After six and a half long, weeks, I finally finished Franzen's Freedom, a novel I have been awaiting ever since I read the last line of The Corrections. I am normally a fast reader, and expected to have the book devoured in a matter of days. I even contemplated taking a day off of work to get a large chunk of it done. And yet I read slow. I told myself that I worked two jobs and didn't have time to read. True. I told myself I wanted to savor the book, not let it go before the wait for a new tome began. Also true. I secretly worried that I was not liking the book. But that was not true because it was all I could think about, talk about, post about on Facebook. ("Kelly really has a fancy for this Franzen fellow," I could hear my mother say.) And even knowing all of this, I still read slow. I felt like one of those movie situations where the main character finally gets the girl of his dreams in bed and cannot perform. Here I was, curled up in bed with the sexiest of all sexies, a great writer, and all I wanted to do was to go to sleep.
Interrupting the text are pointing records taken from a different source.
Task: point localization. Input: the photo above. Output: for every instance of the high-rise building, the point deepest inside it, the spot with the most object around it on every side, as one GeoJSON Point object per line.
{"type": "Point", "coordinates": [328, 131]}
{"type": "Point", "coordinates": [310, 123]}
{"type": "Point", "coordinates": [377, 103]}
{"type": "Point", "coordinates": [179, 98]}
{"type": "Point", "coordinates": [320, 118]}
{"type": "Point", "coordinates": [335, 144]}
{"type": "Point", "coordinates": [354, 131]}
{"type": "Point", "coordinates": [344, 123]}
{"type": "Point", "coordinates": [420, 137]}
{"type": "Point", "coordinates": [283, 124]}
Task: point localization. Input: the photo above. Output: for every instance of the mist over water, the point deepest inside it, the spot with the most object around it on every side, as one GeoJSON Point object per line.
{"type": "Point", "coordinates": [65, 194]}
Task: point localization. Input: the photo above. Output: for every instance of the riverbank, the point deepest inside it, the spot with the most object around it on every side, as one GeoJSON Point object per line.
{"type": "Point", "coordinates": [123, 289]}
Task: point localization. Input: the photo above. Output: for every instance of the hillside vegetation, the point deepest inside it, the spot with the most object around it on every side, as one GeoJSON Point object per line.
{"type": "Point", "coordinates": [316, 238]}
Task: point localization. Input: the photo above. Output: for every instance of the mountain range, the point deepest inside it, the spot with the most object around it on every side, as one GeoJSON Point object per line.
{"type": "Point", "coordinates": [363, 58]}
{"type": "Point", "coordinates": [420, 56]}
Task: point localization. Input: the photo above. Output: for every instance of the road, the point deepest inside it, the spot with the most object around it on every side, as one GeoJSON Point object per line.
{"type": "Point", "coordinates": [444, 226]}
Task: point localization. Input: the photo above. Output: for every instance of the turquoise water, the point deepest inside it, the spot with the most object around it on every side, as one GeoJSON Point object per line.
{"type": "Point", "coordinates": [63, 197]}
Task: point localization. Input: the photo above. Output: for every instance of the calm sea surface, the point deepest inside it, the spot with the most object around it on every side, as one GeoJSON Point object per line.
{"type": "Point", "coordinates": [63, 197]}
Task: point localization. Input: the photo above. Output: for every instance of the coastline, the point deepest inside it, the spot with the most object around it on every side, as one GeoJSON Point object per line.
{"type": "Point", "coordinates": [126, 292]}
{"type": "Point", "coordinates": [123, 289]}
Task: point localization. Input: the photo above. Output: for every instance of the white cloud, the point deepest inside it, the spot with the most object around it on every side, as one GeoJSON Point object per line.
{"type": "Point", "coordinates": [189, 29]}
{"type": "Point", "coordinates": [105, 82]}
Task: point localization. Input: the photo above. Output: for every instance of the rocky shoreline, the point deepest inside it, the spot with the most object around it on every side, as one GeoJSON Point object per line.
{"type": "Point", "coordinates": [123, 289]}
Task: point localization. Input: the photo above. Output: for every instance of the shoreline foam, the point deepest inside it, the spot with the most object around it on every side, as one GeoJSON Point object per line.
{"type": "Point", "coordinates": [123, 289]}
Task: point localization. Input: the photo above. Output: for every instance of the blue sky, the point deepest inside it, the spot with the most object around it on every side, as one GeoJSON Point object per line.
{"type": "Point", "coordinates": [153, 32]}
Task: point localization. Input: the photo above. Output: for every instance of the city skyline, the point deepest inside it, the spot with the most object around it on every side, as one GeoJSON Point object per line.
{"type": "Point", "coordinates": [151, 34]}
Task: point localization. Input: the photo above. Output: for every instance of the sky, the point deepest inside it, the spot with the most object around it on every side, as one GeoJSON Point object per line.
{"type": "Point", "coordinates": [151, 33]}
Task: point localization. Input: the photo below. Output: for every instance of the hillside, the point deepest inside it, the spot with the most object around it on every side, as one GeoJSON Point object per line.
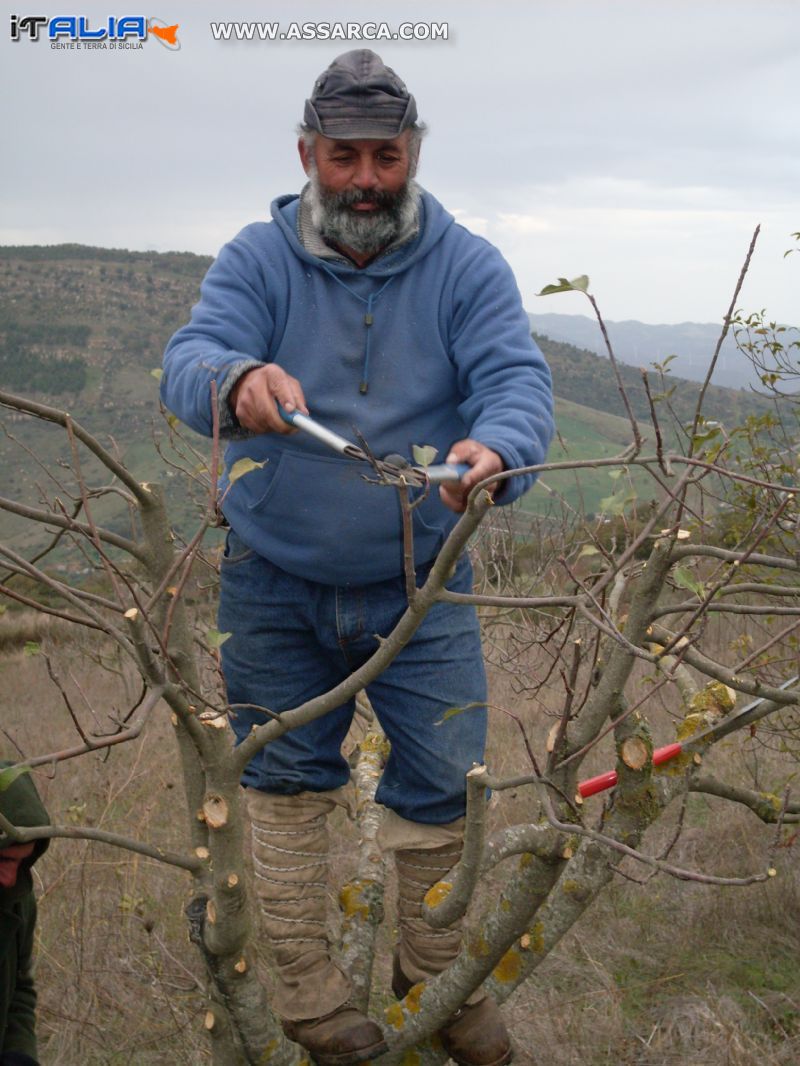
{"type": "Point", "coordinates": [83, 328]}
{"type": "Point", "coordinates": [640, 344]}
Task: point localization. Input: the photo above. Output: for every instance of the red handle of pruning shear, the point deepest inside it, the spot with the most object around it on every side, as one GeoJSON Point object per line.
{"type": "Point", "coordinates": [607, 780]}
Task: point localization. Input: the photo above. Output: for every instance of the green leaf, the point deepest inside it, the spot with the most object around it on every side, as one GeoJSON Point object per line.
{"type": "Point", "coordinates": [579, 284]}
{"type": "Point", "coordinates": [10, 775]}
{"type": "Point", "coordinates": [424, 454]}
{"type": "Point", "coordinates": [452, 711]}
{"type": "Point", "coordinates": [685, 579]}
{"type": "Point", "coordinates": [588, 549]}
{"type": "Point", "coordinates": [216, 639]}
{"type": "Point", "coordinates": [618, 503]}
{"type": "Point", "coordinates": [244, 466]}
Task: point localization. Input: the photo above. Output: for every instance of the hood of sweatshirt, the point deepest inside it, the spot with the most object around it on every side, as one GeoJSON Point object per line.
{"type": "Point", "coordinates": [21, 805]}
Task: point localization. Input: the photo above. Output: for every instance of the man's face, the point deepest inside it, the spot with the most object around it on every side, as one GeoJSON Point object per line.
{"type": "Point", "coordinates": [10, 861]}
{"type": "Point", "coordinates": [362, 192]}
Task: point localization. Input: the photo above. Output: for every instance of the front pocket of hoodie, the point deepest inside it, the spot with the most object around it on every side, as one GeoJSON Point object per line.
{"type": "Point", "coordinates": [318, 518]}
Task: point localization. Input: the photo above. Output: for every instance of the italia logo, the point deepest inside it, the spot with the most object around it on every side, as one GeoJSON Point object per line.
{"type": "Point", "coordinates": [81, 30]}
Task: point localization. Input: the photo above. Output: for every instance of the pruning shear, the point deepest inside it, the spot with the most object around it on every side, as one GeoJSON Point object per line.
{"type": "Point", "coordinates": [607, 780]}
{"type": "Point", "coordinates": [392, 467]}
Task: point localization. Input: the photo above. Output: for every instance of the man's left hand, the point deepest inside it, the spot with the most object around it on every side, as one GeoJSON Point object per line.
{"type": "Point", "coordinates": [483, 463]}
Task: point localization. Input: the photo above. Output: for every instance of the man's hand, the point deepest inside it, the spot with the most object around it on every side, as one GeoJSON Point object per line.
{"type": "Point", "coordinates": [483, 463]}
{"type": "Point", "coordinates": [254, 397]}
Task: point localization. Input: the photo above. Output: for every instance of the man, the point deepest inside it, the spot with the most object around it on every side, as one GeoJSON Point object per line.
{"type": "Point", "coordinates": [364, 304]}
{"type": "Point", "coordinates": [19, 803]}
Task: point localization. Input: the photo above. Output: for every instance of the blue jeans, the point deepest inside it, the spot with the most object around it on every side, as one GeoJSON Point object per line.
{"type": "Point", "coordinates": [293, 640]}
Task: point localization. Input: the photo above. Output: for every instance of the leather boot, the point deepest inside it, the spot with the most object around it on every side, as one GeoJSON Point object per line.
{"type": "Point", "coordinates": [290, 868]}
{"type": "Point", "coordinates": [476, 1034]}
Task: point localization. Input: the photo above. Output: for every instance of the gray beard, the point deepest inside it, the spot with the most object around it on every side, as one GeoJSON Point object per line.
{"type": "Point", "coordinates": [364, 232]}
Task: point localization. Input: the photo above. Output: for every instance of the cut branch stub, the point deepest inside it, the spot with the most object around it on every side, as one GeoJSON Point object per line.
{"type": "Point", "coordinates": [216, 811]}
{"type": "Point", "coordinates": [635, 753]}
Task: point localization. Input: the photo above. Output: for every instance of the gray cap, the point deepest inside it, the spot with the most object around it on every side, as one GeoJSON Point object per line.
{"type": "Point", "coordinates": [358, 97]}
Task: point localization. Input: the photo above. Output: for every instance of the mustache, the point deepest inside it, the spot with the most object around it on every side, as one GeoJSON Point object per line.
{"type": "Point", "coordinates": [350, 197]}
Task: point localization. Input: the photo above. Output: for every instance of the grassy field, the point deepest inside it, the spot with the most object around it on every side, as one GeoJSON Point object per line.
{"type": "Point", "coordinates": [660, 973]}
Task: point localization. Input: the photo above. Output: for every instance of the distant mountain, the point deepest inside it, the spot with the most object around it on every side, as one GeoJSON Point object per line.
{"type": "Point", "coordinates": [84, 327]}
{"type": "Point", "coordinates": [641, 344]}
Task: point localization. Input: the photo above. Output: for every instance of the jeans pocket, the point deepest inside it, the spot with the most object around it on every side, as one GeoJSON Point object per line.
{"type": "Point", "coordinates": [236, 550]}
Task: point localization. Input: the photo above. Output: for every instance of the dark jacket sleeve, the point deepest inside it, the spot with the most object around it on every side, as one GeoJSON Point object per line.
{"type": "Point", "coordinates": [20, 1031]}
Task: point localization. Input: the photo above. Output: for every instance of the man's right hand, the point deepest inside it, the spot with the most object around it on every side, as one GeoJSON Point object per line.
{"type": "Point", "coordinates": [254, 397]}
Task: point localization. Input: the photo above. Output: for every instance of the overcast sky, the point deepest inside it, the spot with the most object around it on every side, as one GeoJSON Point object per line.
{"type": "Point", "coordinates": [636, 142]}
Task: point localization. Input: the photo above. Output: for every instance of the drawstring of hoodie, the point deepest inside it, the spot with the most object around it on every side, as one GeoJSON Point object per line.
{"type": "Point", "coordinates": [368, 319]}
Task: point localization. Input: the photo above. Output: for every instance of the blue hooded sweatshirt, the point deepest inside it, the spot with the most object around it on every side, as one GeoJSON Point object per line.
{"type": "Point", "coordinates": [426, 345]}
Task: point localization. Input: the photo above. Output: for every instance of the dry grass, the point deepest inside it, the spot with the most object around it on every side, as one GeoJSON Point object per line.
{"type": "Point", "coordinates": [666, 973]}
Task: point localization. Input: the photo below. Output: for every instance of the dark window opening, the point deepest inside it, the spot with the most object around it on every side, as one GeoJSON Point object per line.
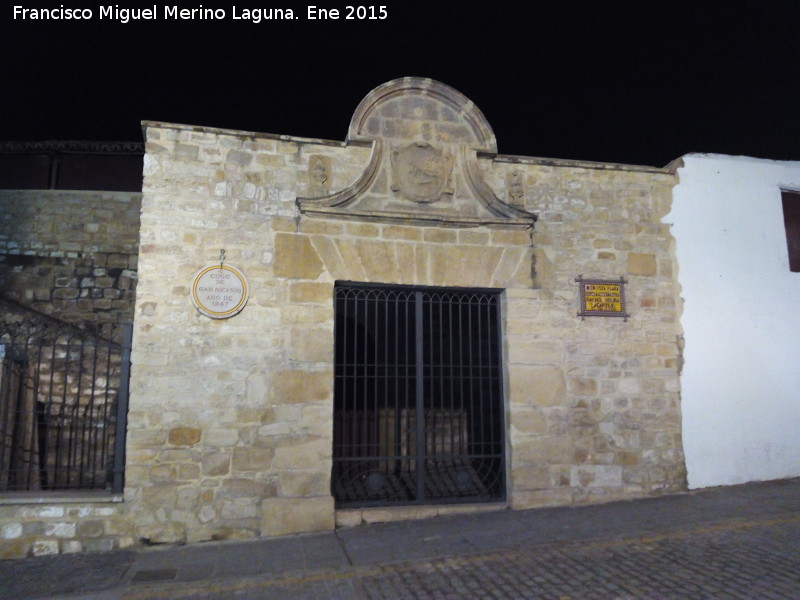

This was a man I journeyed miles and miles to see, who made me swoon with his sentence structure, who was a damn Simpson character! What was happening?
And the truth, much like a shocking change in a Franzen novel, came at me simple and shocking: I am getting old and cannot read like a 20-year-old anymore. Gone are the days of 5am finishes. No longer can I sneak a book into a meeting, a line, in bed. Reading is an active experience, and it requires all of my focus. And I realize that, unlike a sprinter, I am in this for the long-haul. I want to be a careful reader, an attentive reader, and that cannot come with speed. So, Freedom took me 7 weeks to read.
With this knowledge comes the realization that I cannot read everything I want to. Picking a book is no longer a casual fancy. I need to choose wisely. Which brings me to my point: Slow reading means putting a book down that I am not devoted to. I have to quit. Whereas I could never fathom putting down a novel I started years ago(What if I miss something? what if I am not getting it?), I now routinely leave works unfinished. When do I decide to quit? This is where I suffer the most anguish. I once heard, from Oprah I believe, that if one is 50 pages into the book and not in love, it is time to stop. While 50 pages is a significant amount of pages, I am not sure a hard and fast number of pages is a wise indicator of when to stop. A work like Freedom is near 600 pages, and a 50 page chunk is only a taste of the whole. Quitting after 50 pages of that work is an insult.
I quit Nicole Strauss' The History of Love after 70 pages. While Strauss got the brunt of my post-Freedom depression, I knew, almost from the first page, that Love was not for me. While Strauss' self-conscious, self-reflecting style (call it post-post-modern) often opens itself up for pure emotion, it leaves me feeling manipulated, guilty. I suspected this before I began the book, and knew it as soon as I started the novel. So I put it down. On to the next one.
But, still afraid I was missing out, I gave it to a friend, whose opinion I trust, and asked her to read it and let me know what happened. Maybe this is a way to ease my guilt. Quitting is never an easy thing.